En el tema de violencia contra la mujer (VCM), en Viena logramos una Declaración que reconoce que la violencia es una violación a los derechos humanos. No existía ningún tratado a nivel internacional. En estos momentos ya se han firmado y ratificado dos convenciones internacionales que condenan la violencia contra la mujer, una en el sistema interamericano (Convención de Belém do Pará) y otra en el sistema europeo. Además, en estos 20 años, se dictaron leyes nacionales de violencia contra la mujer en todos los países del mundo y se está avanzando en el reconocimiento de nuevas formas de violencia, que ya no se refieren solamente a la violencia doméstica, sino a la violencia ejercida en otros espacios, incluyendo el cibernético. En Viena también pedíamos una Relatoría especial que enfocara el tema de la VCM. Esta Relatoría ya se implementó y está trabajando activamente. Otro mecanismo de derechos humanos creado luego de Viena fue el Grupo de Trabajo sobre Leyes y Prácticas discriminatorias, que cuenta con 5 integrantes, una de cada región del mundo.

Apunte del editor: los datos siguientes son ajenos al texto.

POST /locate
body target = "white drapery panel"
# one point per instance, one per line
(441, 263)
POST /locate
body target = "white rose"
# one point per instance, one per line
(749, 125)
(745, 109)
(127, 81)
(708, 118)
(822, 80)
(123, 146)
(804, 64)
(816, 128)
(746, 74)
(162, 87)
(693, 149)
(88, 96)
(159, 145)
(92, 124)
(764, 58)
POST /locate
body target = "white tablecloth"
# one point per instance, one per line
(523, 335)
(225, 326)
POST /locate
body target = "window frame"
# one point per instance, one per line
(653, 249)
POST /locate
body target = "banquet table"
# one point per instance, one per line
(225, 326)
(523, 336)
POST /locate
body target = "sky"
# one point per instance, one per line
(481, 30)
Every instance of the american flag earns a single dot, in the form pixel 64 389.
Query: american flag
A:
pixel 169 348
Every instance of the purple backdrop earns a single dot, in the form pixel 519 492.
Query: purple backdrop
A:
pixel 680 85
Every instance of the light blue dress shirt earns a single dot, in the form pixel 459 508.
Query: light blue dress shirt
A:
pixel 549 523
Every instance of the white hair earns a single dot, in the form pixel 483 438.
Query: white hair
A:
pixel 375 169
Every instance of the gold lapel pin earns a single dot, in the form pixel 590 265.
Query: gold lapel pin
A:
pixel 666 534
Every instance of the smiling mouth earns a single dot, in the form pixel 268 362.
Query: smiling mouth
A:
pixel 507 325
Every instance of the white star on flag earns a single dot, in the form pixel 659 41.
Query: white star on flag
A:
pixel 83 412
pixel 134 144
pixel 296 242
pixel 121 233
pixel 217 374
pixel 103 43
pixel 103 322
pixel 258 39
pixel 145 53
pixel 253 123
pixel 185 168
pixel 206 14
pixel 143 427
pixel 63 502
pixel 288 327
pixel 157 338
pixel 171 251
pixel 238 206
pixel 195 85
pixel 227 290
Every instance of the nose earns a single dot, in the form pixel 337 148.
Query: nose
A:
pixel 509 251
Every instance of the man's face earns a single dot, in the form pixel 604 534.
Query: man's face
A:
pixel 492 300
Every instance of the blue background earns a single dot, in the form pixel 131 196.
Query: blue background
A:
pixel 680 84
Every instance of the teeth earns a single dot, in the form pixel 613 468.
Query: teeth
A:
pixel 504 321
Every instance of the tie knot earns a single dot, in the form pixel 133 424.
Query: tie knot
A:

Pero los avances no sólo están relacionados con los marcos jurídicos, sino también con políticas y servicios, a nivel nacional e internacional.

Giulia Tamayo (GT): Hacer realidad los derechos humanos de las mujeres y las niñas redimensionó la visión de los movimientos de derechos humanos. Lejos de constituir un mero cambio de escala, supuso una profunda revisión de categorías y prácticas. Los últimos veinte años fueron fecundos en aprendizajes y desarrollo de capacidades. Aun cuando se han producido avances en diversas esferas, estamos todavía muy lejos de cambios que se traduzcan en resultados sustantivos de igualdad para las mujeres y las niñas. Se han abierto nuevos frentes y desafíos. Lo singular de los últimos veinte años consistió en nombrar los abusos, hacerlos visibles y generar procesos para combatir la discriminación y la violencia contra las mujeres y las niñas.

En mi opinión, para hablar de historias exitosas en América Latina, se debe prestar atención a la dimensión de inclusión y diversidad. Hay un largo camino por recorrer en lo que concierne a los derechos sexuales y reproductivos, pero también en desafiar aquellos arreglos económicos y políticos que reproducen y alimentan violencia y discriminación contra las mujeres y las niñas..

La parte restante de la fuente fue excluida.